Eğitim-Sen Tarsus Şubesi’nde toplanan platform üyelerinin yanı sıra Kilikya Nehir Sosyal Yardımlaşma ve Dayanışma Derneği Yönetim Kurulu Başkanı Ahmet Verde Özuğurlu da katılım gösterdi.
Toplantının açılışında konuşan Eğitim-Sen Tarsus Şube Başkanı Bülent Keser, tepkisini dillendirdi.
Ardından tüm katılımcılar adına söz alan Kilikya Nehir Sosyal Yardımlaşma ve Dayanışma Derneği Yönetim Kurulu Başkanı Ahmet Verde Özuğurlu ise şu açıklamayı yaptı:
“Daha önce Samandağ’dan Mersin’e kadar yurt içinde ve yurtdışında pek çok kurum ve kuruluş aracılığıyla Suriye’deki drama dikkat çekmeye çalıştık.
Meydana gelen olayların ferdi olaylar olduğu konusunda yapılan ısrarlı itirazların gerçekçi olmadığını ve HTŞ’nin barış söylemlerinin içinin boş olduğunu anlatmaya çalıştık. Ve bu olayların bir Alevi soykırımının habercileri olduğunu ilgililere anlatmaya çalıştık.
Ancak daha önce de belirttiğimiz gibi “Hiç kimse görmek istemeyen kadar kör ve duymak istemeyen kadar sağır değildir!”
Nitekim ön gördüğümüz ancak kesinlikle temenni etmediğimizin olaylar hem de yoğun bir şekilde gerçekleşmeye başlamıştır. Yaklaşık üç gün önce, tüm dünya kamuoyunun önünde Suriye’nin sahilinde Alevi soykırımı resmen başlamıştır. Sadece bu birkaç gün içerisinden katledilenlerin sayısı 5 bin civarındadır.

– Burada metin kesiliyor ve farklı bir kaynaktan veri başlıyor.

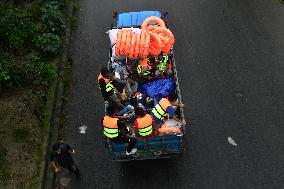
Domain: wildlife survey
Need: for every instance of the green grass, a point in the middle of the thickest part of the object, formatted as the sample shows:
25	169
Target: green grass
21	134
4	174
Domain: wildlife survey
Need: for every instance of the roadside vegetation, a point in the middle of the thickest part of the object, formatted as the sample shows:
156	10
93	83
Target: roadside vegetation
31	33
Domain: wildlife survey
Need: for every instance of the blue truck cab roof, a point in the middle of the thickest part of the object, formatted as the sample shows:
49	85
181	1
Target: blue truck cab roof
134	19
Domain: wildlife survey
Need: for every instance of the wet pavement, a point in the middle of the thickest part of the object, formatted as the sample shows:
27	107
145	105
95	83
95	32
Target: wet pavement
229	57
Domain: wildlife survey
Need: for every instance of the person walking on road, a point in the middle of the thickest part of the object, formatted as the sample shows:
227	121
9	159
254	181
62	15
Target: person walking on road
61	156
115	129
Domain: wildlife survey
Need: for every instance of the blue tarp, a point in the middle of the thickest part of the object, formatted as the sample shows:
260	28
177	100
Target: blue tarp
159	88
135	18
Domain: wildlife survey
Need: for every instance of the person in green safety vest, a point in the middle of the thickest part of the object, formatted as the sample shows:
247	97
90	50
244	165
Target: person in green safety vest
162	67
116	131
144	69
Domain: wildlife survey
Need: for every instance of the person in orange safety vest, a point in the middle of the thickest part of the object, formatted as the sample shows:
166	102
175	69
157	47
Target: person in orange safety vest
144	125
166	109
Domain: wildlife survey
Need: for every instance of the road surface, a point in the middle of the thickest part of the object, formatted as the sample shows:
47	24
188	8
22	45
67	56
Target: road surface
230	62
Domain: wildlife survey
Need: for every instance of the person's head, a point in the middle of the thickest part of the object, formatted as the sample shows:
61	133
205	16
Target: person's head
172	97
57	147
123	96
110	111
105	72
139	111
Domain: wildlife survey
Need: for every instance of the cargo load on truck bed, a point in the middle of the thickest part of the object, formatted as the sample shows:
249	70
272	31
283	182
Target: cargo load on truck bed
139	40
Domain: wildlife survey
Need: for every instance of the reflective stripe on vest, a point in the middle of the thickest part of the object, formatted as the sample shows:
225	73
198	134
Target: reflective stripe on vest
162	66
160	110
143	63
145	126
109	85
110	127
139	69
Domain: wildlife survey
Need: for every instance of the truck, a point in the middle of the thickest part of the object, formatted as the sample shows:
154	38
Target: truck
166	145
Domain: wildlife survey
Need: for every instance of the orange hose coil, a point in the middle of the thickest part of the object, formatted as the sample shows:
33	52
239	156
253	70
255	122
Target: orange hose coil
155	44
152	19
137	46
123	40
169	129
132	46
128	42
142	43
118	42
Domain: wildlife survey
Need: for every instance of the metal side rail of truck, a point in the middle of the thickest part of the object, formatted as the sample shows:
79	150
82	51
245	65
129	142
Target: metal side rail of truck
167	145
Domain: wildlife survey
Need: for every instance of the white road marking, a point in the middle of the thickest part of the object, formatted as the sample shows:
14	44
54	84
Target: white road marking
231	141
83	129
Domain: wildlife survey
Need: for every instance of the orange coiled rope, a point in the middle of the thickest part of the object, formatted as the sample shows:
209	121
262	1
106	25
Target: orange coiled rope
152	40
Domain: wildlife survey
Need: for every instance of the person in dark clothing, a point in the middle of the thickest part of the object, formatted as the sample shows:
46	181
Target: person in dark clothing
117	132
108	90
61	156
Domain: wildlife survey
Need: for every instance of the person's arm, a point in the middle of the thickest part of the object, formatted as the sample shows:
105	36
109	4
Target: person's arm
178	105
135	127
103	89
123	129
69	149
171	112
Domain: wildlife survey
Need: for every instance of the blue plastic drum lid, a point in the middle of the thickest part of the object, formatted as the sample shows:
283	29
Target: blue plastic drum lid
131	19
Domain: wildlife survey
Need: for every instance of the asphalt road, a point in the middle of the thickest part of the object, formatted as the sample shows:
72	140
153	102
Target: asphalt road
230	63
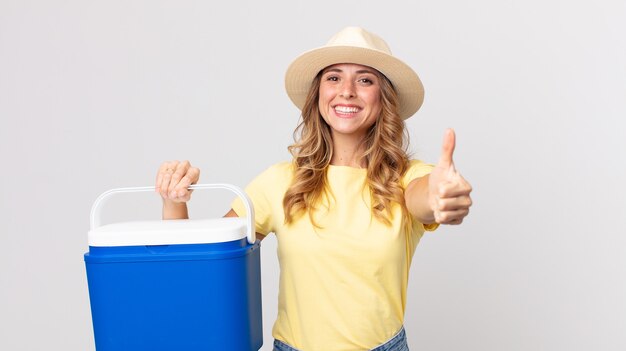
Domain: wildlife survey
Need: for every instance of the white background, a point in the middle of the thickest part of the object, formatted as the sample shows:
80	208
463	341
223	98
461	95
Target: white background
95	95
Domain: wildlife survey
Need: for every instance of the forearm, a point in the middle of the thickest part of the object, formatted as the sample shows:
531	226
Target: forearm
174	210
416	200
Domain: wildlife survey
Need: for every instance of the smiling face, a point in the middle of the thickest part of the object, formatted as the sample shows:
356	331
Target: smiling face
349	98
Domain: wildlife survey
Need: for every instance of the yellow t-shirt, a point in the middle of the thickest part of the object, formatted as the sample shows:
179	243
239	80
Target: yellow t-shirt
342	286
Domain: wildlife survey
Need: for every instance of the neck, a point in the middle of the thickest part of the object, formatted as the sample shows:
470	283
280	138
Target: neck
346	151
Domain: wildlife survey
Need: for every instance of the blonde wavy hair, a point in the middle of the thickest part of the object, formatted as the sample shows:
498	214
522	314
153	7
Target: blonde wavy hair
385	156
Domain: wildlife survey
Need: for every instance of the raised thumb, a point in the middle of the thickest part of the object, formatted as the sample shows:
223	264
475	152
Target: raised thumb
447	149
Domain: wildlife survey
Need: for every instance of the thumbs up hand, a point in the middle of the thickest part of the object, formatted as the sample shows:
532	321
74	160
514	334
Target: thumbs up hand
448	192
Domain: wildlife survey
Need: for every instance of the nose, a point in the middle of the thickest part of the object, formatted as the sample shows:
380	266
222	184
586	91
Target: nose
347	90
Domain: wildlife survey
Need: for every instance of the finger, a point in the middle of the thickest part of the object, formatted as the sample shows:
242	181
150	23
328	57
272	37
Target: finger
451	217
456	188
177	175
160	173
455	203
166	176
447	149
189	178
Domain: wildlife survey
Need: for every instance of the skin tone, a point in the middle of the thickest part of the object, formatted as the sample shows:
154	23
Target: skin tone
350	104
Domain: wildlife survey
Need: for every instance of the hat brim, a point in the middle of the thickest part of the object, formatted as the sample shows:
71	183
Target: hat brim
304	68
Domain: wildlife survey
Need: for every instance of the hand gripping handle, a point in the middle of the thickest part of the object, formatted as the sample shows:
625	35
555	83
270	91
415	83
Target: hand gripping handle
251	232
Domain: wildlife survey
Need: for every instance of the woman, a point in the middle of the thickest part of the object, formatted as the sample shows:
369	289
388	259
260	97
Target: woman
350	208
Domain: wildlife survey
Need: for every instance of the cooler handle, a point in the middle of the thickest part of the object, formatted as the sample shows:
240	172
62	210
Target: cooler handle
95	209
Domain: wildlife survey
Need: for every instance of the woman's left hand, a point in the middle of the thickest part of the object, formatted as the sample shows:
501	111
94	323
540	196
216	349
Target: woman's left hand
448	192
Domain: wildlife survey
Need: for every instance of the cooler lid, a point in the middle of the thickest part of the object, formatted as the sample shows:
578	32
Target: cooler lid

Tabii ki, her zamanki gibi bir kısım medya kuruluşları bu katliamları “Esat artıklarının ayaklanmasına karşı yapılan masum müdahaleler” olarak gösterme çabasındadır. Ancak bizzat katliamı yapanlar tarafından yayınlanan videolar bunu açıkça yalanlamaktadır. Katliamlar belli bölgelerde ve belli şahısları hedef alarak değil, tüm sahil köylerine yayılmış bir şekilde gerçekleştirilmektedir. Bu kadar kısa zamanda böyle organize bir katliam, bu olayın önceden planlandığının bir göstergesidir.
Katliamı yapanlar dahi “Sahili Alevilerden temizleyeceğiz!” sloganları atıp amaçlarının Alevi soykırımı olduğunu çekinmeden ilan ederken bazı medya kuruluşlarının ve sözde insan hakları havarisi olan Avrupalıların “Devlete karşı kalkışılan bir isyan” olarak tanımlayıp olayların üzerini örtmeye çalışması ne kadar da trajik ve insanlık adına utanç vericidir.

Bırakın desteklemeyi, bu olaylara sessiz kalmak dahi suça doğrudan ortak olmaktır.
Şimdi, tekrar ve şiddetle Birleşmiş milletlerin ilgili kurum ve kuruluşlarına, Avrupa Birliği’nin ilgili kurum ve kuruluşlarına sesleniyoruz.
Suriye’de gerçekleşmekte olan Alevi soykırımına bir an önce son verilmelidir.
Geçen her saat birçok masum insanın katledilmesine, birçok kadının kaçırılmasına ve tecavüze uğramasına neden olmaktadır.
Ve özelde de Devletimize, Türkiye Cumhuriyeti idarecilerine sesleniyoruz:
HTŞ’nin bu zulmüne bir önce dur deyiniz ve bu zulme engel olunuz. Kayıtsız şartsız vatansever olan Alevilerin Suriye’deki masum akrabalarını, Alevi olmaktan başka hiçbir suçu olmayan bu insanları bu zulümden kurtarınız. Biz biliyoruz ki, Devletimiz bu kudrete sahiptir.
Ve tüm dünyada kendini insan olarak tanımlayan her bir bireye sesleniyoruz:
Bu olaylar sona erene kadar bu zulmü duyurunuz ve olaylara gözünü ve kulağını kapatmış olan yetkilileri harekete geçirmek için elinizden geleni yapınız. Aksi takdirde tarih bizi en ağır şekilde yargılayacaktır.”